Mogens Hansen merkt echter op dat veel Atheense leiders, Demosthenes inbegrepen, fortuinen verdienden aan hun politiek activisme, vooral door steekpenningen aan te nemen van medeburgers en van buitenlandse staten als Macedonië en Perzië. Demosthenes ontving grote sommen geld voor de vele decreten en wetten die hij voorstelde. Gezien dit patroon van corruptie in de Griekse politiek lijkt het aannemelijk, schrijft Hansen, dat Demosthenes een enorme steekpenning van Harpalus aannam, en dat hij terecht schuldig werd bevonden voor een Atheens volksgerechtshof.
“Want een huis, neem ik aan, of een schip of iets van dien aard, moet zijn voornaamste sterkte hebben in zijn onderbouw; en zo moeten ook in staatszaken de beginselen en de fundamenten waarheid en rechtvaardigheid zijn.”
Demosthenes (Tweede Olynthiac, 10)-De redenaar kreeg meer dan eens te maken met ernstige beschuldigingen, maar hij gaf nooit toe dat hij onbehoorlijk had gehandeld en hield vol dat het onmogelijk is “om door onrechtvaardigheid, meineed en leugenachtigheid blijvende macht te verwerven”.
Na Alexanders dood in 323 v.Chr. spoorde Demosthenes de Atheners opnieuw aan om onafhankelijkheid van Macedonië na te streven in wat bekend werd als de Lamiaanse Oorlog. Antipater, Alexanders opvolger, maakte echter korte metten met alle tegenstand en eiste dat de Atheners Demosthenes en Hypereides, onder anderen, zouden uitleveren. Op zijn bevel had de ekklesia geen andere keuze dan met tegenzin een decreet aan te nemen waarbij de meest prominente anti-Macedonische opruiers ter dood werden veroordeeld. Demosthenes ontsnapte naar een toevluchtsoord op het eiland Kalaureia (het huidige Poros), waar hij later werd ontdekt door Archias, een vertrouweling van Antipater. Hij pleegde voor zijn gevangenneming zelfmoord door gif uit een rietstengel te nemen, waarbij hij deed alsof hij een brief aan zijn familie wilde schrijven.
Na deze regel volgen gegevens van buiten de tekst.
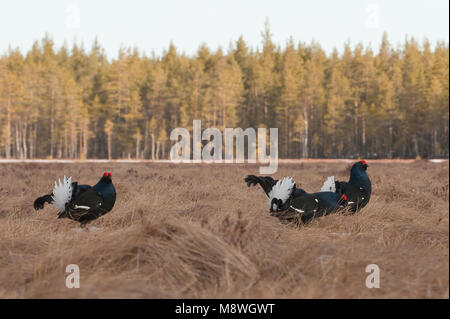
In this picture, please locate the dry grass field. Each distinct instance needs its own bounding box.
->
[0,161,449,298]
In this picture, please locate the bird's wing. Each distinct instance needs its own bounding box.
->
[70,187,103,209]
[245,175,278,197]
[320,176,336,192]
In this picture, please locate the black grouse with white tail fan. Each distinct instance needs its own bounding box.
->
[34,173,116,228]
[245,175,347,223]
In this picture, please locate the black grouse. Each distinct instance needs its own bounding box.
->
[245,175,347,223]
[33,173,116,228]
[330,160,372,212]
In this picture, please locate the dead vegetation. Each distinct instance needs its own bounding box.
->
[0,161,449,298]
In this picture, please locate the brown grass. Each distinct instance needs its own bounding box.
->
[0,161,449,298]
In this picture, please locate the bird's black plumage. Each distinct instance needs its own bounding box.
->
[245,175,346,223]
[335,160,372,212]
[34,173,116,227]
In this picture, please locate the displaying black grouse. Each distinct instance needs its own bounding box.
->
[245,175,347,223]
[245,160,372,222]
[33,173,116,228]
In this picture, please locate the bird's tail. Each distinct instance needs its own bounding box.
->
[320,176,336,193]
[52,176,72,212]
[269,177,295,211]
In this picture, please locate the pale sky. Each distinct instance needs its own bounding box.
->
[0,0,449,58]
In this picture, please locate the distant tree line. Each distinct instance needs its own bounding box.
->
[0,25,449,159]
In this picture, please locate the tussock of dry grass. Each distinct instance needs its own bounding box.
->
[0,161,449,298]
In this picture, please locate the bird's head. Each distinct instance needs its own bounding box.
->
[100,172,112,184]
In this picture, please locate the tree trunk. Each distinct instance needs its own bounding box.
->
[5,97,11,159]
[152,133,155,161]
[108,132,112,160]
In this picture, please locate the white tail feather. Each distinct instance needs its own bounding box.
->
[320,176,336,193]
[52,176,72,212]
[269,177,295,209]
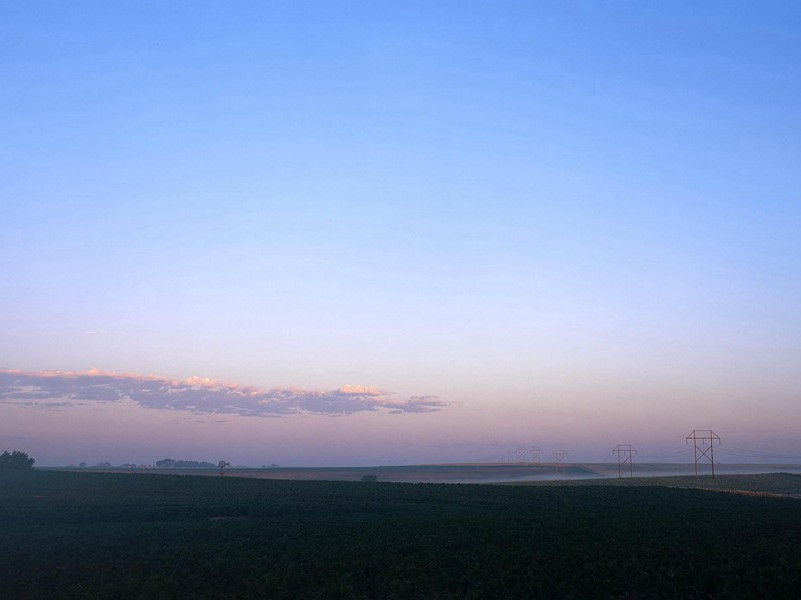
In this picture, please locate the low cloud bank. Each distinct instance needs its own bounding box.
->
[0,369,446,417]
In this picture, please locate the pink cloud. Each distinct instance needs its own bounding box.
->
[0,369,446,417]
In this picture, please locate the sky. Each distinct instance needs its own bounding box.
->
[0,1,801,466]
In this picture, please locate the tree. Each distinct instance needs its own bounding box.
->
[0,450,36,471]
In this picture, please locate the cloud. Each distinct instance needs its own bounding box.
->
[0,369,446,417]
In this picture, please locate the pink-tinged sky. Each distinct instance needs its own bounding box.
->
[0,0,801,465]
[0,370,801,466]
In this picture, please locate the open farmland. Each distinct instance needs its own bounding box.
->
[0,471,801,598]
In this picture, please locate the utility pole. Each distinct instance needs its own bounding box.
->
[552,450,567,475]
[685,429,720,479]
[612,444,637,478]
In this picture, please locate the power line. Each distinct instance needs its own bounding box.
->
[685,429,720,479]
[612,444,637,477]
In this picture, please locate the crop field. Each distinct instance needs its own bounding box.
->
[0,471,801,599]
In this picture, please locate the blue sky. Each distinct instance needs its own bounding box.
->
[0,2,801,464]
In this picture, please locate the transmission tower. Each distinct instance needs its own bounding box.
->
[612,444,637,477]
[552,450,567,475]
[685,429,720,479]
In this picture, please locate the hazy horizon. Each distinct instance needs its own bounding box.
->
[0,1,801,466]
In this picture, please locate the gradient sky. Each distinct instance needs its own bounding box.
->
[0,1,801,465]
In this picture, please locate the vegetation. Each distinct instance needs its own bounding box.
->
[0,450,36,471]
[156,458,217,469]
[0,471,801,598]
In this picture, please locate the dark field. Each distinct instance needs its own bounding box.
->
[0,471,801,599]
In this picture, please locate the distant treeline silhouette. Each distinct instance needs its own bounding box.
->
[0,450,36,471]
[156,458,217,469]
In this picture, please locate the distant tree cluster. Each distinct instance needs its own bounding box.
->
[0,450,36,471]
[156,458,217,469]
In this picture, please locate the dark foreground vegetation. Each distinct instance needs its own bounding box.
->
[0,471,801,599]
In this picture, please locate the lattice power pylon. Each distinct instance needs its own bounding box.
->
[612,444,637,477]
[685,429,720,479]
[552,450,567,475]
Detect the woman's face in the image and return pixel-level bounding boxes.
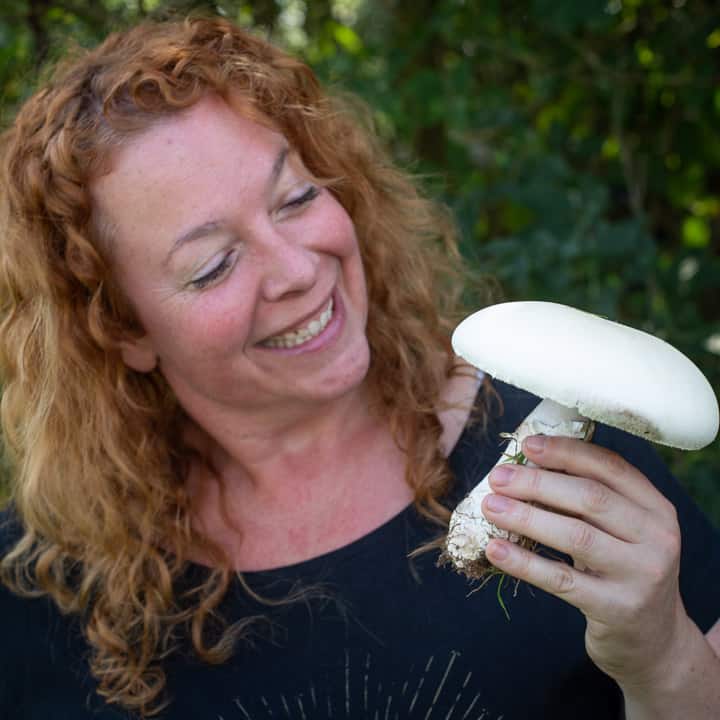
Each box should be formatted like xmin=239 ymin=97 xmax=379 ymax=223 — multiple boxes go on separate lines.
xmin=92 ymin=97 xmax=369 ymax=419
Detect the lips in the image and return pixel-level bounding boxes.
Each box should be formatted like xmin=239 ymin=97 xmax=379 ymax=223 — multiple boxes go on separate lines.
xmin=260 ymin=297 xmax=335 ymax=348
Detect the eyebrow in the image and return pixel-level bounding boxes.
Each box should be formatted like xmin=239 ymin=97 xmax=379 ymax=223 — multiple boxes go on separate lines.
xmin=165 ymin=144 xmax=290 ymax=263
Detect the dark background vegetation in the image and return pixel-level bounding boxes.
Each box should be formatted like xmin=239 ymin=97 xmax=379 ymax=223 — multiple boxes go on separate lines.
xmin=0 ymin=0 xmax=720 ymax=524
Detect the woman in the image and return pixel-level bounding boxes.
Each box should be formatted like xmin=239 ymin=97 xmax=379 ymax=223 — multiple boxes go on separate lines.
xmin=0 ymin=19 xmax=720 ymax=720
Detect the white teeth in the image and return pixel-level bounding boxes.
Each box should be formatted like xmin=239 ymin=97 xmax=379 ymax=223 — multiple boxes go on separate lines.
xmin=262 ymin=298 xmax=333 ymax=348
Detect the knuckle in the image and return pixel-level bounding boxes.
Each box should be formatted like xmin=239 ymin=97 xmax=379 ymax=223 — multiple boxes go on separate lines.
xmin=527 ymin=468 xmax=542 ymax=494
xmin=548 ymin=566 xmax=575 ymax=595
xmin=602 ymin=450 xmax=628 ymax=477
xmin=570 ymin=521 xmax=595 ymax=553
xmin=662 ymin=498 xmax=679 ymax=527
xmin=517 ymin=503 xmax=535 ymax=528
xmin=657 ymin=529 xmax=682 ymax=563
xmin=580 ymin=482 xmax=611 ymax=513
Toen Demosthenes voelde dat het gif op zijn lichaam inwerkte, zei hij tegen Archias: “Nu, zodra het u belieft mag u de rol van Creon in de tragedie beginnen, en dit lichaam van mij ongehaast uitwerpen. Maar, o genadige Neptunus, ik, van mijn kant, terwijl ik nog leef, sta op en vertrek uit deze heilige plaats; hoewel Antipater en de Macedoniërs niet eens de tempel onbesmet hebben gelaten.” Nadat hij deze woorden had uitgesproken, liep hij langs het altaar, viel neer en stierf. Jaren na Demosthenes’ zelfmoord richtten de Atheners een standbeeld op om hem te eren en verordonneerden dat de staat maaltijden aan zijn nakomelingen moest verstrekken in het Prytaneum.